Stata Lecture 2 Flashcards
Within how many standard deviations does 95% of the data lie, in a normal distribution?
1.96 standard deviations
How can you calculate the 95% range for a normally distributed variable?
Lower bound = mean - (1.96 X SD)
Upper bound = mean + (1.96 x SD)
What is the definition for population?
The full set of people which the results of the study will be applicable to
What is the definition for sample?
The subset of the population who will take part in the study
What are descriptive statistics vs inferential statistics?
Descriptive = describes data in the sample Inferential = make inferences about the population (standard error, confidence intervals, p values)
Define the ‘sampling distribution’
The distribution of all the different estimates we would get of the popluation, if we did the study many times with different samples OF THE SAME SIZE
Basically a measure of how accurately one sample represents the population
What is standard error of the mean?
The standard deviation of the sample mean
A measure of how close the estimate from a sample is to the true parameters of the population (if you did the study many times with different samples of the same size)
Precision of the estimate
Do larger sample sizes have smaller or larger standard errors? Why?

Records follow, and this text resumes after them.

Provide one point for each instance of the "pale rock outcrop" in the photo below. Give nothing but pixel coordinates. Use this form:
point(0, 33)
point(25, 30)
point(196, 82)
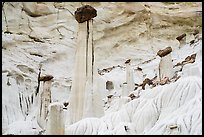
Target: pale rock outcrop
point(44, 98)
point(165, 65)
point(56, 119)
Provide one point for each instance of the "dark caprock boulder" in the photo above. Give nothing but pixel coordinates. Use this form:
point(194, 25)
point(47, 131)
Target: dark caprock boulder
point(164, 52)
point(85, 13)
point(46, 78)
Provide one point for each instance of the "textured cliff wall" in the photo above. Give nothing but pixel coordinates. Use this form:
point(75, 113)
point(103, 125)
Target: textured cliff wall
point(44, 34)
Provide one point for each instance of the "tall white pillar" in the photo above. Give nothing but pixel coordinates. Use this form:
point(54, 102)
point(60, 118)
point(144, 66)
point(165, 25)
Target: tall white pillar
point(44, 100)
point(55, 119)
point(82, 88)
point(165, 65)
point(129, 76)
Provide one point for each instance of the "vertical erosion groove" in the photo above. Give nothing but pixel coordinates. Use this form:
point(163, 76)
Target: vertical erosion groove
point(37, 90)
point(19, 95)
point(92, 50)
point(87, 44)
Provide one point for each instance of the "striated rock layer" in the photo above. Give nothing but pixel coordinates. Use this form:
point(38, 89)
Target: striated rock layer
point(40, 38)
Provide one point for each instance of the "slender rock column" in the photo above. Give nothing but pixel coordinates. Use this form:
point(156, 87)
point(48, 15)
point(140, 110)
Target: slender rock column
point(182, 40)
point(84, 62)
point(165, 65)
point(129, 76)
point(44, 100)
point(55, 123)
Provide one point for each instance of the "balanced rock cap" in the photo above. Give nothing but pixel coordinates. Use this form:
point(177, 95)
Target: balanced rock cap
point(179, 38)
point(164, 52)
point(85, 13)
point(46, 78)
point(127, 61)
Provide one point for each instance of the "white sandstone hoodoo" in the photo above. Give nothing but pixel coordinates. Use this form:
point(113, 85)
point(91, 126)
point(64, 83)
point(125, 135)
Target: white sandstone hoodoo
point(44, 100)
point(182, 40)
point(165, 65)
point(129, 77)
point(82, 87)
point(55, 122)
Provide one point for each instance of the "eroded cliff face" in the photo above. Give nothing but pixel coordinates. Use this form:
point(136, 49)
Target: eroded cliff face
point(45, 33)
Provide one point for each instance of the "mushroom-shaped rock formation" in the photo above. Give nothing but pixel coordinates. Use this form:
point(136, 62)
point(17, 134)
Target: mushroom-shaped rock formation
point(164, 52)
point(46, 78)
point(179, 38)
point(127, 61)
point(165, 65)
point(85, 13)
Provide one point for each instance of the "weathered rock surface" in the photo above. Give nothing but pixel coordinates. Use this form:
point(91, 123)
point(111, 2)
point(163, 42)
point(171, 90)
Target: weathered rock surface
point(45, 33)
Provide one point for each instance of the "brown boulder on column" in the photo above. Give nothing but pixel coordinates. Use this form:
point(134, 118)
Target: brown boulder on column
point(85, 13)
point(46, 78)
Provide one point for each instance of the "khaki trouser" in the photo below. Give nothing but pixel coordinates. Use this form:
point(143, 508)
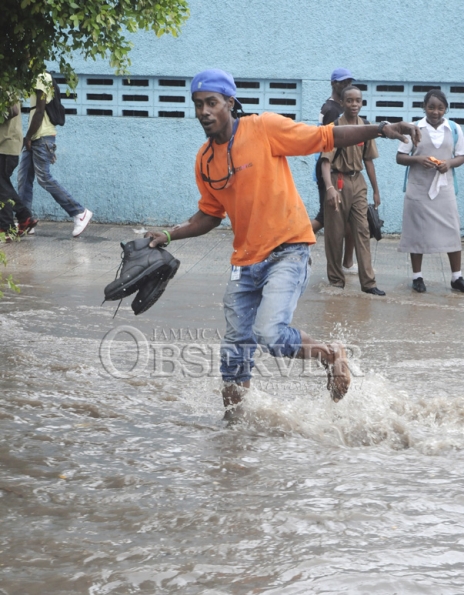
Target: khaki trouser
point(352, 209)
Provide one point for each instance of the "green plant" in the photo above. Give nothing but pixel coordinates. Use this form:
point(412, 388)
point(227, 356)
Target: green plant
point(33, 32)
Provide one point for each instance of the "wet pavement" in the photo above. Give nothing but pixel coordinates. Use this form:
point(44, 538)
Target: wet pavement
point(118, 475)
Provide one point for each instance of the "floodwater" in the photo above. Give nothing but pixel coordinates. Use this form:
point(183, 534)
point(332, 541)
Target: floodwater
point(131, 482)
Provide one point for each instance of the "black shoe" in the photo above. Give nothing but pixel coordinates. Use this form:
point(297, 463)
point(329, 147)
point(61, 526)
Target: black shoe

Smaller. Because the estimate is more precise to the true parameters of the population
Compare Standard error vs Standard deviation
Standard error = precision
Standard deviation = variability
What is a confidence interval?
How confident we are that the results of the sample relate to the population
Does a larger sample size give a wider or narrower confidence interval?
Why?
Narrower
Because as sample size increases, the parameter is estimated with greater precision
If the p value is close to zero, how would you phrase your conclusion?
There is moderate evidence to suggest that in the population X, the mean score for group Y is not the same as the mean score for group Z.
What is a two-tailed hypothesis?
Tests for changes in either direction; specifies ‘difference’ rather than ‘increase’ or ‘decrease’
What does the p value indicate?
The probability that your result would have been obtained if the null hypothesis is true
Value between 0 and 1
Lower value indicates more evidence the null hypothesis is false
What is a type 1 error?
Rejecting the null hypothesis when it is actually true
False positive